StackShadow – Autonomous AI CTO Co-Pilot
A multi-agent AI system that connects to GitHub to autonomously map dependencies, detect vulnerabilities, and optimize infrastructure spend.

Project Overview
StackShadow is an autonomous "CTO Co-Pilot" built during the Google Build with AI Hackathon (where it won 2nd place). It utilizes a custom multi-agent architecture powered by the Gemini API and GitHub APIs to automatically audit codebases. The agents work in tandem to map project dependencies, identify security vulnerabilities, and analyze infrastructure usage to recommend actionable cost-saving measures, all surfaced through a Next.js and Supabase backend.
Problem It Solves
Engineering teams often lose visibility into their infrastructure stack as projects scale, leading to bloated cloud bills, unnoticed security vulnerabilities, and outdated dependencies.

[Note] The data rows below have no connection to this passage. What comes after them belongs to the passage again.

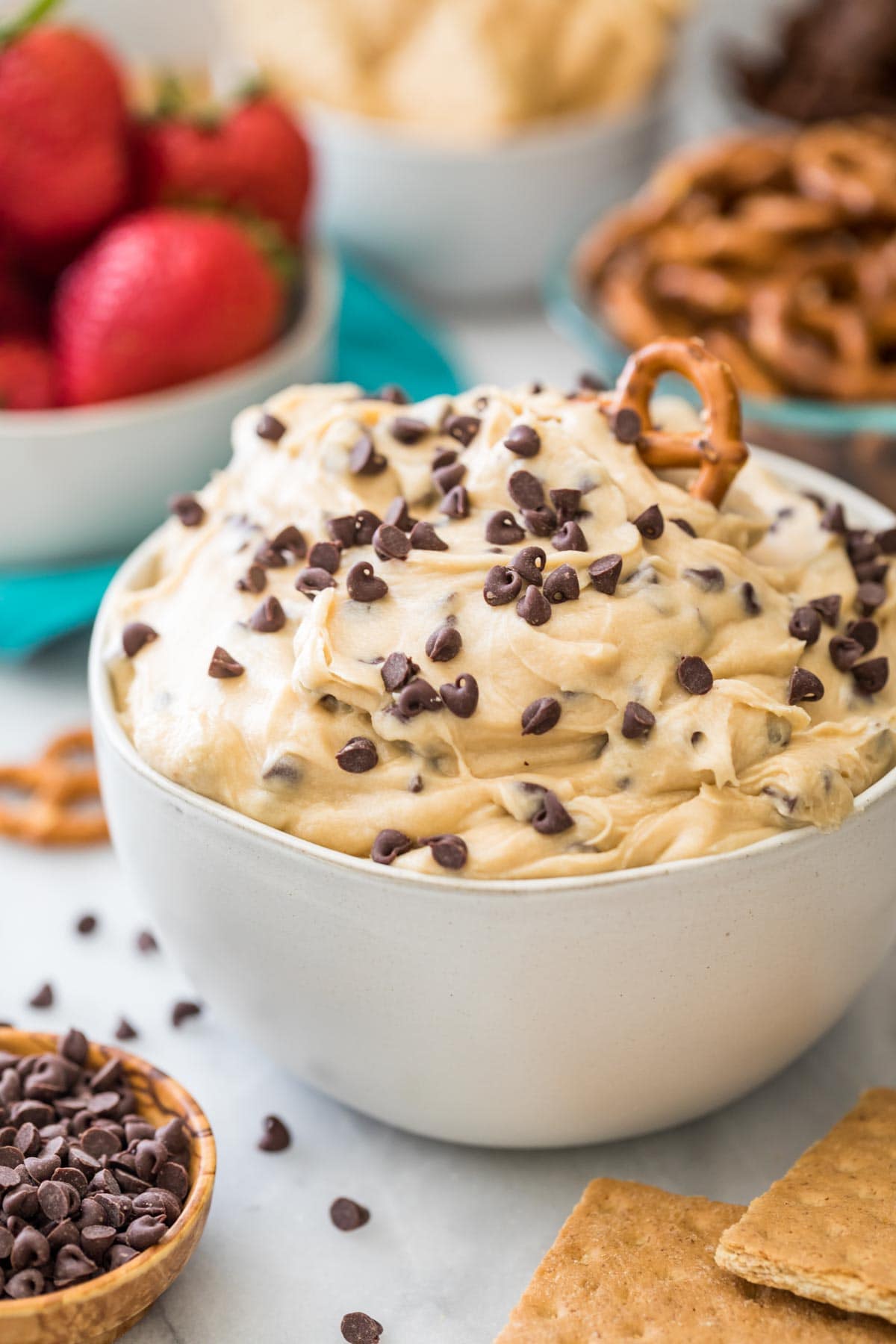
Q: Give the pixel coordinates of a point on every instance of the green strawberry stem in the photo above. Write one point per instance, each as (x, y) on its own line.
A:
(30, 18)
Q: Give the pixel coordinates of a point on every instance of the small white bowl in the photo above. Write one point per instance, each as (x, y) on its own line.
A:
(512, 1014)
(92, 480)
(469, 222)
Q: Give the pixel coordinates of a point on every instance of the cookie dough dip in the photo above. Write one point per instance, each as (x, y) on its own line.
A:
(512, 633)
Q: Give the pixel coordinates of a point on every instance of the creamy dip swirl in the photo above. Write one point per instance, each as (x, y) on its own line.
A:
(632, 756)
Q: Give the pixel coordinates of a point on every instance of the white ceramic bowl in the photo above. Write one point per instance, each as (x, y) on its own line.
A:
(479, 221)
(512, 1014)
(90, 482)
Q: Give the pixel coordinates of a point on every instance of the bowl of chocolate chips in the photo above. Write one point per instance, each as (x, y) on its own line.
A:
(107, 1172)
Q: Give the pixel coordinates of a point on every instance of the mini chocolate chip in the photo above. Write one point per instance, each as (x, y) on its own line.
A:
(605, 573)
(501, 585)
(871, 676)
(650, 523)
(461, 428)
(223, 665)
(626, 425)
(276, 1136)
(523, 440)
(694, 675)
(183, 1009)
(444, 644)
(269, 617)
(391, 544)
(425, 538)
(709, 579)
(563, 585)
(534, 606)
(417, 697)
(455, 503)
(803, 685)
(805, 624)
(448, 851)
(637, 721)
(364, 460)
(270, 428)
(408, 430)
(314, 581)
(864, 632)
(396, 671)
(388, 846)
(187, 508)
(568, 538)
(347, 1216)
(134, 636)
(462, 697)
(363, 585)
(503, 529)
(541, 717)
(326, 556)
(551, 819)
(529, 564)
(358, 756)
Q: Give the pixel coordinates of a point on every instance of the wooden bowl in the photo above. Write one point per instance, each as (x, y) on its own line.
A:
(105, 1308)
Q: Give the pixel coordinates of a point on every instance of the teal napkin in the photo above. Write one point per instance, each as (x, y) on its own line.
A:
(382, 339)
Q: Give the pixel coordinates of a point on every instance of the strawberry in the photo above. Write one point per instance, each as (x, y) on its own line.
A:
(161, 297)
(63, 137)
(254, 159)
(27, 376)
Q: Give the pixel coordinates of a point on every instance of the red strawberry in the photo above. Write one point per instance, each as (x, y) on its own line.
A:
(255, 159)
(27, 376)
(63, 139)
(161, 297)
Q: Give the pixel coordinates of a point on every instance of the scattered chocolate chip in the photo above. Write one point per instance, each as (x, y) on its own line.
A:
(364, 460)
(134, 636)
(541, 717)
(503, 529)
(425, 538)
(872, 675)
(363, 585)
(695, 676)
(650, 523)
(444, 644)
(462, 697)
(223, 665)
(270, 428)
(269, 617)
(358, 756)
(805, 624)
(187, 508)
(183, 1009)
(803, 685)
(605, 573)
(501, 585)
(523, 440)
(461, 428)
(563, 585)
(388, 846)
(637, 721)
(348, 1216)
(276, 1136)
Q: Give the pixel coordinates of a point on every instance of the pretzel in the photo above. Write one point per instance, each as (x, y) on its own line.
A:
(718, 452)
(52, 788)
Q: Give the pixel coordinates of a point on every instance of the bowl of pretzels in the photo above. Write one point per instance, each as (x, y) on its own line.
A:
(778, 249)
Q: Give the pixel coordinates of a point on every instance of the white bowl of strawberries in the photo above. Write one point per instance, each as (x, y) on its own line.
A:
(153, 281)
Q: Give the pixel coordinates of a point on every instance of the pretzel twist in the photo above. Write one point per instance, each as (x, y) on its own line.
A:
(53, 789)
(718, 450)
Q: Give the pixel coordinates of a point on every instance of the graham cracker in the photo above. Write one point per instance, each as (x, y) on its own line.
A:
(828, 1229)
(633, 1263)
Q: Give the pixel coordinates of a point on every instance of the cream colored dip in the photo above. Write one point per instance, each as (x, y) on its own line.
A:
(718, 771)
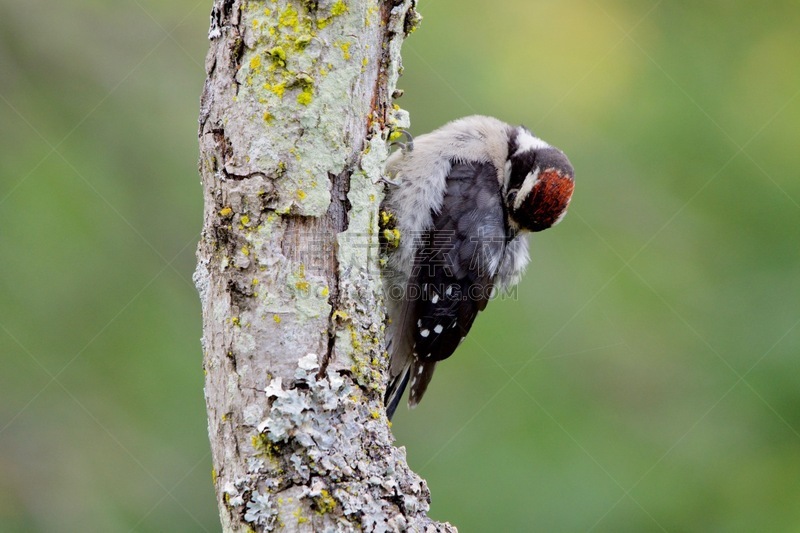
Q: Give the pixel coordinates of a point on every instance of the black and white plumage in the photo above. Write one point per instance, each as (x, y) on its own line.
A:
(464, 196)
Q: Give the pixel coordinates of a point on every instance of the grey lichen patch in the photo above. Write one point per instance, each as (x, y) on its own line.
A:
(344, 467)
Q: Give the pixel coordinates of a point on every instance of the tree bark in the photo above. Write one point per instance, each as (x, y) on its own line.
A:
(294, 119)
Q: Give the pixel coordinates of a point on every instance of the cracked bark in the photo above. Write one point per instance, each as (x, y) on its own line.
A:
(294, 119)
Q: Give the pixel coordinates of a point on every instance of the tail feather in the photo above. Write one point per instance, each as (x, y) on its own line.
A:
(421, 374)
(394, 391)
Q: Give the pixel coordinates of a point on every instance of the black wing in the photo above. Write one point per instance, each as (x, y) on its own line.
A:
(453, 272)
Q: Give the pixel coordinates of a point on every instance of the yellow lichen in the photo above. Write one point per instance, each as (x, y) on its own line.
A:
(300, 519)
(305, 97)
(345, 47)
(288, 18)
(278, 88)
(325, 502)
(392, 237)
(386, 217)
(278, 55)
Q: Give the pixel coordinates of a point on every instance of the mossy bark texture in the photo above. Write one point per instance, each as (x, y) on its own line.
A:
(295, 115)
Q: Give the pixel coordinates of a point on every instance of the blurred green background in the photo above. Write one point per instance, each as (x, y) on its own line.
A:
(646, 379)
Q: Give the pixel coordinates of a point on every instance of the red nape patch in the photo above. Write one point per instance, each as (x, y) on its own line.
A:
(548, 199)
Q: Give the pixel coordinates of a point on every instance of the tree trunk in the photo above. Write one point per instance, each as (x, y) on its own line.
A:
(294, 119)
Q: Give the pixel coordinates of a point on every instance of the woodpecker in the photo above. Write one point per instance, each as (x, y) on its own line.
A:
(462, 200)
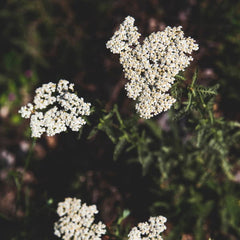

Manually auditing an entire codebase's architecture and cost footprint is time-consuming and prone to human oversight.
Tools & Technologies Used
Skills Involved
Challenges
The core challenge was coordinating multiple AI agents to work reliably without drifting from their objectives (Goal Hijacking). I had to implement precise LLM function calling to ensure the agents could accurately fetch, parse, and reason over real-time data from GitHub APIs without hallucinating dependencies or costs.
Learnings
This project solidified my transition into specialized AI Engineering. I learned how to move beyond basic LLM wrappers to build robust, autonomous agent workflows. It gave me hands-on experience in managing agentic state, enforcing strict tool boundaries, and bridging complex external APIs with AI-driven logic.